The federal holiday to honor the life and legacy of Martin Luther King Jr. has evolved since its inception in 1986. But there is one tradition that Kelley Cornish, TD's Global Head of Diversity & Inclusion, always makes sure to follow.
"The commemoration of his legacy inspires me to push the envelope a little bit more in all areas of my life and be the voice of change that is needed in spite of resistance," said Kelley, "What inspires me most about Dr. King's life is the courageous leadership that he embodied. He spoke the truth to power and led with such confidence and conviction."
For Kelley, the realization of Dr. King's dream has been her life's work as she has dedicated her career to those ideals in her more than 25 years working in Diversity & Inclusion. In 2017, Kelley joined TD as Head of U.S. Diversity and Inclusion for TD Bank. In November, she was promoted to become the first Head of Global Diversity and Inclusion for the TD Bank Group.

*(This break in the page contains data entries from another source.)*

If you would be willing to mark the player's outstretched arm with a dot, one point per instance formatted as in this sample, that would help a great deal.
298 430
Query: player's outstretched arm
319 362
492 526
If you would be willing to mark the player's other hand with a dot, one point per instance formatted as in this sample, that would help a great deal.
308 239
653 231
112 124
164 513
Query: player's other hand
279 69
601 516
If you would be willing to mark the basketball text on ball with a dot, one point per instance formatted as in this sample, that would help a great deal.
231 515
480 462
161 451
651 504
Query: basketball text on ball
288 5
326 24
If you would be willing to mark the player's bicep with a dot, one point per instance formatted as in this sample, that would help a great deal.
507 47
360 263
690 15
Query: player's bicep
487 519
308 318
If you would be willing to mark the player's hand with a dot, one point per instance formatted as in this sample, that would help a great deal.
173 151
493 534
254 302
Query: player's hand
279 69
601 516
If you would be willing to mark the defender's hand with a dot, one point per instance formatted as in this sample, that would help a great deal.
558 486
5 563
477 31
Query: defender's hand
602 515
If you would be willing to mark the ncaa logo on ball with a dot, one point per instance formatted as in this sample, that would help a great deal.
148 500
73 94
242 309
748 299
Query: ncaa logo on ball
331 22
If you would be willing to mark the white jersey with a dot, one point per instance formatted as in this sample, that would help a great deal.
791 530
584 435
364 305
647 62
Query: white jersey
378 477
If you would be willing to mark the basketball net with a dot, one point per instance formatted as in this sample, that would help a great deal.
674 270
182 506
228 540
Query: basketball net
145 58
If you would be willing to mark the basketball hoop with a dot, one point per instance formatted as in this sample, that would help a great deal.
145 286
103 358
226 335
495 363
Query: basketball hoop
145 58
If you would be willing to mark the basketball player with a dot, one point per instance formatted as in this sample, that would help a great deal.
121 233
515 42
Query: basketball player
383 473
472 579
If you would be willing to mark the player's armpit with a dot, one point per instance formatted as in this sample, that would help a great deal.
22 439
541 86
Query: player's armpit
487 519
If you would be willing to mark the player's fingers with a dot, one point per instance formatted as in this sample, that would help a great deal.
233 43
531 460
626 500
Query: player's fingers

Kelley shared her thoughts below on the holiday and the impact of Dr. King's legacy.
What are some of the shared values that TD Bank has with Dr. King and his quest for racial equality and social justice?
From equality to leadership to education, Dr. King had endless values as a leader during the Civil Rights Era. At TD, we strive to Be the Better Bank through enriching the lives of our customers, communities and colleagues.
Being the Better Bank aligns with so many of Martin Luther King, Jr.'s beliefs. He often spoke of community, equality, human dignity, justice and service. These are all values we instill in our professionals to embrace diversity and respect one another. This is key in how we build relationships with our customers, as well as support the communities where our customers and colleagues live and thrive.
What would be the most critical step that needs to be made in the next decade so that we can achieve MLK's dream?
To continue to bring Martin Luther King, Jr.'s dream alive as a society and as businesses we need to be intentional and bold in moving from awareness to action. This comes with continuous education with respect for one another.
"The function of education is to teach one to think intensively and to think critically. Intelligence plus character — that is the goal of true education." Dr. King said. So many times we take for granted that people know about the lives and shoes that others walk in, however this is usually not the case.
We really need work sessions in our businesses and communities committed to listening, hearing and seeking to understand another person's perspective on how they live, what they believe, how they feel they can bring their best self to work and how these perspectives intersect with an organization's core values.
I've dedicated my professional life to the achievement of Martin Luther King's dream. We've made significant progress, but there is still much work to be done. It's a challenge that I feel is the most important one we face, not only in the U.S. but globally as well. I look forward to continuing the fight for racial equality and justice.